The Bush campaign, of course, didn't cut any six-figure checks for Exley.
Now that the campaign has created such an ideal forum, though, Exley states
flatly that gwbush.com is not for sale.

Bush's alleged drug use raises a number of important questions about the
War on Drugs -- or "War on Justice," as Exley calls it. The thousands who
visit gwbush.com daily will continue to be exposed to those questions,
which their televisions and radios may not be asking.

Exley is now thinking about an ad campaign in New Hampshire during next
year's primary season. The ads would ask both Bush and Vice President Al
Gore, the Democratic front-runner, if they can truly support the War on
Drugs given their own histories (admitted or alleged) with illegal substances.

"The stakes are high," Exley says. "We're talking about hundreds of
thousands of people in jail for no good reason. Tens of thousands of these
people were not even drug users -- they're girlfriends of drug users or
mothers of drug users. And the other ones -- the drug users themselves --
they need treatment. We don't have enough beds to treat people."

The ad campaign, he says, could include "putting up a billboard with Gore
admitting to smoking pot and then a kid who got 20 years for smoking pot.
And put them next to each other -- and say, 'Mr. Gore, Mr. Bush: Do you
think this kid should be in jail?' We'll pick three poster-child cases of
somebody who's completely innocent and in jail for 20 years, somebody who
did a minor drug crime and is in for life, and somebody who had their house
and car and life savings taken away because of the forfeiture laws. ...
Suppose we go film the mother of some kid who used coke a few times and now
is in jail for 10 years. And we have her asking Bush to tell her whether he
did drugs or not. That'd be a significant thing."

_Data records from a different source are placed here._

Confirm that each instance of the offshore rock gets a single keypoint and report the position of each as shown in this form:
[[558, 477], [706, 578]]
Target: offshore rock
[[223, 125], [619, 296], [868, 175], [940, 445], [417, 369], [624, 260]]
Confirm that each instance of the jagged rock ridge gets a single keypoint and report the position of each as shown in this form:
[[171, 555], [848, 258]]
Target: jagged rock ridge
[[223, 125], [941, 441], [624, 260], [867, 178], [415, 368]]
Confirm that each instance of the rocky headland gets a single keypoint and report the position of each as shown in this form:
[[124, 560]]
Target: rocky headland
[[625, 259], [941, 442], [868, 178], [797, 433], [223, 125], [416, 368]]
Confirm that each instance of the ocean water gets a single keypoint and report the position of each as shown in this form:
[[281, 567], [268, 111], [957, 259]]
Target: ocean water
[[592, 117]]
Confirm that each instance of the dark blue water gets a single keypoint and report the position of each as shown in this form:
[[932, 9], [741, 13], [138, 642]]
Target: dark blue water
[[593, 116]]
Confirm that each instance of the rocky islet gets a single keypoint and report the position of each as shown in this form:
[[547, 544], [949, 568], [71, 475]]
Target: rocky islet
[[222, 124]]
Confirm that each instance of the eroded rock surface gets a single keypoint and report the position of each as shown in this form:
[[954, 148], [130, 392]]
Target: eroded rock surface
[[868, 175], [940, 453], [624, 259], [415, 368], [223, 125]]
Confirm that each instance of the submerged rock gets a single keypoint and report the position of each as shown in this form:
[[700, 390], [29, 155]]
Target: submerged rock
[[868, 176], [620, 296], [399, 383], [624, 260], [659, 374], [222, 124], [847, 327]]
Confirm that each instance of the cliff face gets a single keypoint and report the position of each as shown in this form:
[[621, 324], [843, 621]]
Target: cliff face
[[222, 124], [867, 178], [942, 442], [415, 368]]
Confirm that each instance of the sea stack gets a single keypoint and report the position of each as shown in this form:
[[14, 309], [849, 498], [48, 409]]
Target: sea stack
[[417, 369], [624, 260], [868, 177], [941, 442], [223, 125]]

While he hasn't started raising money yet, "a lot of drug law reform and
human rights groups are interested in doing these kinds of ads too," Exley
says.

Thanks to the platform that George Dubyuh and his people have built for
Exley, the next year may actually shed some light on the "War on Justice."
So long as Bush continues to obsess over his Lilliputian critics, those
with a little more savvy will continue to twist the rope around his ankles.

Exley sees an opportunity to turn his forum into a miniature nationwide
referendum. "This could really change a lot of things in politics," he
says. "Right now corporations can raise a lot of money. And it's easy for
them to organize big blocks of donations. But it's not easy for ordinary
people to organize big blocks of donations. This is going to make it so
that issues that people on the Web really care about are going to get
funded. Nobody cares about funding Gore's campaign. Nobody cares about
funding Bush's campaign. But they care about these kinds of issues.
Somebody who's got a family member in jail, which is like half the country,
can click through and contribute to this cause."